This is the face that criminals saw. His corporal’s stripes indicate that he is in his late 40’s and thus in his prime. He ended his career as a sergeant when he was 59.
The photographer used a canvas or paper backdrop. His seated figure is sharply drawn against its blankness; its negative space accentuates the strength of the pose. I can draw a straight line from the peak of his hat down through the center of his body. The uniform coat is wool. A Sam-Browne belt crosses his chest from left to right. A 38 caliber, six shot handgun, unseen here, is at his right hand. His tie is perfectly knotted, the dress collar of his shirt neatly tucked. His hair is short, a peppered gray; his eyebrows are thick. The Smoky the Bear hat frames his face so that all the viewer’s attention gathers on the lines created by his eyes, nose, tight mouth and chin tucked under the strap. His gaze is direct, unrelenting, penetrating. A dominant nose, almost a Roman nose, completes the upside down triangle begun by his eyes.

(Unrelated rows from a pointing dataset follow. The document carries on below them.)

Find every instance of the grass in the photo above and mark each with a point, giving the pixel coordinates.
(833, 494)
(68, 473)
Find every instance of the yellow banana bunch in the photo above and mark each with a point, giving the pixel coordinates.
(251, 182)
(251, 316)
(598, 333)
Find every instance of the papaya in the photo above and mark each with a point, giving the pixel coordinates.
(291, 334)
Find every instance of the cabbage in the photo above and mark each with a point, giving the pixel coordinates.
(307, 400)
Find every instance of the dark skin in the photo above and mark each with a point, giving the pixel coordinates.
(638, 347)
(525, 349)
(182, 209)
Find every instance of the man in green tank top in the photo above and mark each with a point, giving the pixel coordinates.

This is a portrait, and therefore the subject chose his position and bearing deliberately. There is not a trace of irony in the pose. The subject chose a combatant’s hard face.
This was my father, Charles Wall, who died in 2004. I want to know who he was before me — in Philadelphia as a little boy on Logan Street, during the 20’s, during the Depression, as a young man, as a police officer, as a man among other men, as someone with an inner life of which I have only the barest, fragmentary sense. His history bleeds into my history. This post begins my search.